BELKİ hepimiz gözlerimiz bağlı vaziyette filin sadece bir ucundan tutup, tuttuğumuzun ne olduğuna karar vermeye çalışıyoruz. Ama yine de bir gerçek var:
Türk siyasetinde taşlar yerinden oynadı.
Sanki, ister istemez, bazı eski ittifaklar bozuluyor, bazı yeni ittifaklar kuruluyor.
Birileri o tarafta iken bu tarafa geçmeye çalışıyor.
Taşlar neden yerinden oynadı? Durup dururken mi oynadılar? İplerin ucunu kim tutuyor?
* *Ê *
Benim gözümde Taraf Gazetesi hükümetin doğal müttefiki idi. Yanlış anlaşılmak istemem. Ortada danışıklı bir dövüş falan yoktu ama müesses nizama karşı tavır almak ortak tavırları idi.
Taraf Aktütün saldırısı sonrası TSK’ya bindirirken TSK’nın asli amiri Başbakan’dan uzun süre ses çıkmadı, adeta ortada zımni bir onay vardı. Sonra ne oldu ise; bir gün içinde Başbakan, TSK’nın yanına geçti ve Taraf’a açıkça saldırdı. Beteri, bu gazeteye sağlanan kamu ilanları kesildi, Sabah ısmarladığı kitapları almaktan aniden vazgeçti. Gazete de daha evvel pek dokundurmadığı hükümete ve Başbakan’a şimdi veryansın ediyor.
Öte yanda "eski liberal-yeni AKP’liler"de de sanki yarının tedbirini almak telaşı var.
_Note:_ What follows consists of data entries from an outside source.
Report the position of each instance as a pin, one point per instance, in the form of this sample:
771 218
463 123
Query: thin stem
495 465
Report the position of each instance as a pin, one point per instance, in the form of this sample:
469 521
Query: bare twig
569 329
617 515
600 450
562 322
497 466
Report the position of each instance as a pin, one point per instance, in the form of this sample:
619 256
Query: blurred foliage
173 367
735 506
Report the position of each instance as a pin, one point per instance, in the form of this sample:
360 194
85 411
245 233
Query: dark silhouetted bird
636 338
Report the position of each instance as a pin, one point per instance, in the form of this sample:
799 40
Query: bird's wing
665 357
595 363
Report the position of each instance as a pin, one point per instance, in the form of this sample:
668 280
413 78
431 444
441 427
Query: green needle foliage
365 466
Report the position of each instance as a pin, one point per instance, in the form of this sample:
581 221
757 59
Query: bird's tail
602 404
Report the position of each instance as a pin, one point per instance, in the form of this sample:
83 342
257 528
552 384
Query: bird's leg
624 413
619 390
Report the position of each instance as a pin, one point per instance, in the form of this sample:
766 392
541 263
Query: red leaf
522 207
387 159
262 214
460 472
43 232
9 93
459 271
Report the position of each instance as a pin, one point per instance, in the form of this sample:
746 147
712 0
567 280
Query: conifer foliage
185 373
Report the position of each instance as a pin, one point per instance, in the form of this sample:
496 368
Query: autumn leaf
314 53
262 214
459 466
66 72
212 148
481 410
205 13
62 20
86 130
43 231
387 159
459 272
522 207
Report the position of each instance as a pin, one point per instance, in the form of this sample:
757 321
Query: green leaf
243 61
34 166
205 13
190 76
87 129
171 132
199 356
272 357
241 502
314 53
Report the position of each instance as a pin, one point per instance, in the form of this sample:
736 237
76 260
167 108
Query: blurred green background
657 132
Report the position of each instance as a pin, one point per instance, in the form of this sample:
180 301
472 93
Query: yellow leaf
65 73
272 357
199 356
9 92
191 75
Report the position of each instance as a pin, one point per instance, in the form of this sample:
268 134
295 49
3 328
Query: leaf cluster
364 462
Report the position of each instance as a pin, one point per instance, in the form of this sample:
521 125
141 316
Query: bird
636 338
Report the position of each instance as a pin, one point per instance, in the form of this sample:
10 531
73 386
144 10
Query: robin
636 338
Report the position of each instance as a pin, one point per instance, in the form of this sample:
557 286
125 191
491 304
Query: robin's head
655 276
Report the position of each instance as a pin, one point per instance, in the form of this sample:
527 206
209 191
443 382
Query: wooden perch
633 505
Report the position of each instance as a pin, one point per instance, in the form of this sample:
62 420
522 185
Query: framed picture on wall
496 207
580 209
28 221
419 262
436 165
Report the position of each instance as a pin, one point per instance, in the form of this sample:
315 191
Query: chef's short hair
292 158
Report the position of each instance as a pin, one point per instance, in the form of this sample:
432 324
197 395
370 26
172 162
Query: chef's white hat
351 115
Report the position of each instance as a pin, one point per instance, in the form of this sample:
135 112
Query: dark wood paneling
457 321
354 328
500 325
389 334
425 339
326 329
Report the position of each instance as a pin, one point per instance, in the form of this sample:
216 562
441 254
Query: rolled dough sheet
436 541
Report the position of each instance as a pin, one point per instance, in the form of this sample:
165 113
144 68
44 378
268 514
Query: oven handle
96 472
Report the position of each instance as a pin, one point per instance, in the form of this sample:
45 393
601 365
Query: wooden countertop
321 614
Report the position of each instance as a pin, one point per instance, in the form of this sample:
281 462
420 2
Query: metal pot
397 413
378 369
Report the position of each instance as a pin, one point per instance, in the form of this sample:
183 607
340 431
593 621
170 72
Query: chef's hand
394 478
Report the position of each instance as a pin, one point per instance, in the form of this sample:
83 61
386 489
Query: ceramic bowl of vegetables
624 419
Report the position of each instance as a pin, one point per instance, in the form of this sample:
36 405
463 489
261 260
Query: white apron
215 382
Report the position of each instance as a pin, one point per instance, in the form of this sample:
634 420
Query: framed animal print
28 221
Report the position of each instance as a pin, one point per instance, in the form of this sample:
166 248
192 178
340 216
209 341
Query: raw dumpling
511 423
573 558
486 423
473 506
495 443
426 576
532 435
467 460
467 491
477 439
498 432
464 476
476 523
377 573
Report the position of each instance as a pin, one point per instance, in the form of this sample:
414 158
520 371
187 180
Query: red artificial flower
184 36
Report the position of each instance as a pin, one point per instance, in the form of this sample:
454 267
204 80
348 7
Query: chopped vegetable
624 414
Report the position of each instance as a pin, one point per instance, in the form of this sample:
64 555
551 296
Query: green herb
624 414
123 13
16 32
Hemen hepsi, daha önce kıyamadıkları Başbakanlarına bir şekilde dokundurmaya başladılar.
* * *
Bence ittifakların çatladığına, yeni ittifaklar kurulmaya başlandığına yönelik en önemli belirtilerden birisi, TMSF Başkanı Ahmet Ertürk’ün Sabah-atv satışı için yekten hükümete ve hatta Başbakan’a yüklenmesidir:
"Kamu mallarını en yüksek fiyattan satarken eleştiriliyoruz. Biz pahalı satış yaptık diye eleştirilen bir kurumdan geliyoruz."
Kendisine verilen cevap ise hakaret mahiyetindedir. "TMSF Başkanı bir kamu görevlisi sıfatı ile haddini aşmıştır." (AKP Genel Başkan Yrd. Bülent Gedikli)
Ahmet Ertürk Sabah-atv satışını aylar önce yapan kişidir. O zaman tek katılımlı ihaleyi savunmuştu, ötesi hükümetle ilgili hiçbir şikayeti, hatta iması bile olmamıştı.
Madem "pahalı satış" yaptığı için "eleştirilmişti", çıkar o zaman söyler, atanmış bir bürokrat olarak seçilmiş hükümet karşısında istifa ederdi.
Ertürk aylardır sustuktan sonra hükümet hakkında ağır bir ithamda bulunuyor! "Kamu malını bizim Çalık’a neden ucuza vermedin!" mealli sözlerle eleştirildiğini ima ederek Başbakan hakkında ağır bir ithamda bulunuyor. Çok garip!
* * *
Hükümet statükoya karşı açık tavır koyarak Kuzey Irak yönetimine yaklaşırken, Başbakan Güneydoğu’da aniden şahinleşiyor ve statükonun yanına geçiyor!
Birbiriyle tamamen ters görüntü veren iki gelişme aynı anda oluyor.
Bu da bir yaman çelişki değil mi?
Birileri Başbakan’ı yalnız bırakırken, birileri de sahipleniyor mu?
* * *
Büyükanıt döneminde adını Dolmabahçe mutabakatı koyduğumuz muazzam bir değişim yaşamıştık. 27 Nisan muhtırasını veren Büyükanıt Dolmabahçe buluşmasından sonra hükümete karşı adeta sempati beslemeye başlamıştı! O günden sonra siyasi hırslarını muhalefete çatarak tatmin eder bir görünüm içine girdi.
Sanki benzer bir mutabakat Başbuğ döneminde de bu kez tersten yaşanıyor. Başbakan TSK’nın politikalarına büyük sempati besler bir görüntü vermeye başladı.
Kimilerine göre Büyükanıt "Başbakanının paşası" olmuştu, kimilerine göre de Erdoğan "Paşasının başbakanı" oldu.